Mistral, an AI startup, has released a new content moderation API.
According to Mistral, the API—which also drives moderation in the company’s Le Chat chatbot platform—can be customized to meet certain needs and security requirements. It is driven by a refined model (Ministral 8B) that has been trained to categorize text in a variety of languages, including English, French, and German, into one of nine groups: personal identifiable information, sexual, hate and discrimination, violence and threats, dangerous and criminal content, self-harm, health, finances, and the law.
According to Mistral, the moderation API can be used for conversational or raw text.
“We’ve witnessed increasing interest in new AI-based moderation systems in the industry and research community over the last few months, which can help make moderation more scalable and robust across applications,” Mistral stated in a blog post. “By addressing model-generated harms like unqualified advice and PII, our content moderation classifier introduces a practical approach to model safety and leverages the most pertinent policy categories for effective guardrails.”
Theoretically, moderation systems driven by AI are beneficial.
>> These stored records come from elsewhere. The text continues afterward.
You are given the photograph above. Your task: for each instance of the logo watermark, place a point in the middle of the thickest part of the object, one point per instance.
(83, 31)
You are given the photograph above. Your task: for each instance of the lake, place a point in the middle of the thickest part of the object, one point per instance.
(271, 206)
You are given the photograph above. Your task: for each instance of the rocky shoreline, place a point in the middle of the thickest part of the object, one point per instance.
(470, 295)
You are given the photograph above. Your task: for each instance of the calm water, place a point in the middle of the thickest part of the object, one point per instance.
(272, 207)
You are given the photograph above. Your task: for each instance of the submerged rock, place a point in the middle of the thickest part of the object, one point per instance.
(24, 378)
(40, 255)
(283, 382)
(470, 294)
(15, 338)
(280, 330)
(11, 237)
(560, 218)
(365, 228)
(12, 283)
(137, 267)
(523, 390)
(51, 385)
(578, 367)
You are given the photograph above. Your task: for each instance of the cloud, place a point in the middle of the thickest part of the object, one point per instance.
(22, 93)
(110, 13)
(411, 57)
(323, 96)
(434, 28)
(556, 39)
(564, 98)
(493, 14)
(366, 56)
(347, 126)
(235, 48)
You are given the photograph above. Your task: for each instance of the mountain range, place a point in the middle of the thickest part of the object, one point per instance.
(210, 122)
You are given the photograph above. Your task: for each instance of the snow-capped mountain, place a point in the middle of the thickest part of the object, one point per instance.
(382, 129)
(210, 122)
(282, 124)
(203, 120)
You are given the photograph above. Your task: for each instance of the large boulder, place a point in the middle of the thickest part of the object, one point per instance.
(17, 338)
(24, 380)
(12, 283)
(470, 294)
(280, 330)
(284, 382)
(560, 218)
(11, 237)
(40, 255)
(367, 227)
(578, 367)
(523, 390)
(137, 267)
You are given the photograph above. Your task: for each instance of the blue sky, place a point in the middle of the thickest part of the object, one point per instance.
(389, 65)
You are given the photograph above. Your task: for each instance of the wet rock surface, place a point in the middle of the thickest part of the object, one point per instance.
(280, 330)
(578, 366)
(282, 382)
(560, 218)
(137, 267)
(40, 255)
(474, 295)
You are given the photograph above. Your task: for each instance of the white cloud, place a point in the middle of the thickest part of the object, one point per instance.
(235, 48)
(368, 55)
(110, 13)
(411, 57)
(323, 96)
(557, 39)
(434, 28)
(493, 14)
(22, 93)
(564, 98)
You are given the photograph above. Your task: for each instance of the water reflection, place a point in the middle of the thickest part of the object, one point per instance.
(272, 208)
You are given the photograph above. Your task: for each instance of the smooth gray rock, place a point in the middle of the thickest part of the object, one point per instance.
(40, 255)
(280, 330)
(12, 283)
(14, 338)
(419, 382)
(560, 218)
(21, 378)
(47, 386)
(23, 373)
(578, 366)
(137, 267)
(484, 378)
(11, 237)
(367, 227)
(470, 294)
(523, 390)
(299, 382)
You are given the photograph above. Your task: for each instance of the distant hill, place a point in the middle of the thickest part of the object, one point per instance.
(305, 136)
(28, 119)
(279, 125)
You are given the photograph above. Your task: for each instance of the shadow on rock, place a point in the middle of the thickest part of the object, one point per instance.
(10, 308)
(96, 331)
However, the same prejudices and technological issues that affect other AI systems can also affect them.
African American Vernacular English (AAVE), the colloquial language spoken by some Black Americans, is disproportionately “toxic,” according to various models designed to identify toxicity. According to studies, popular public opinion and toxicity detection methods frequently highlight social media posts concerning persons with disabilities as more unfavorable or poisonous.
Though it acknowledges that it is still a work in progress, Mistral asserts that their moderation model is extremely precise. Notably, the business did not assess the performance of its API against that of other well-known moderation APIs, such as OpenAI’s moderation API and Jigsaw’s Perspective API.
The business stated that it is “continuing to engage with the research community to contribute safety advancements to the broader field” and that it is “working with our customers to build and share scalable, lightweight, and customizable moderation tooling.”
Today, Mistral also revealed a batch API. The startup claims that by handling high-volume requests asynchronously, it can cut the cost of models served through their API by 25%. For their AI APIs, Anthropic, OpenAI, Google, and others also provide batching choices.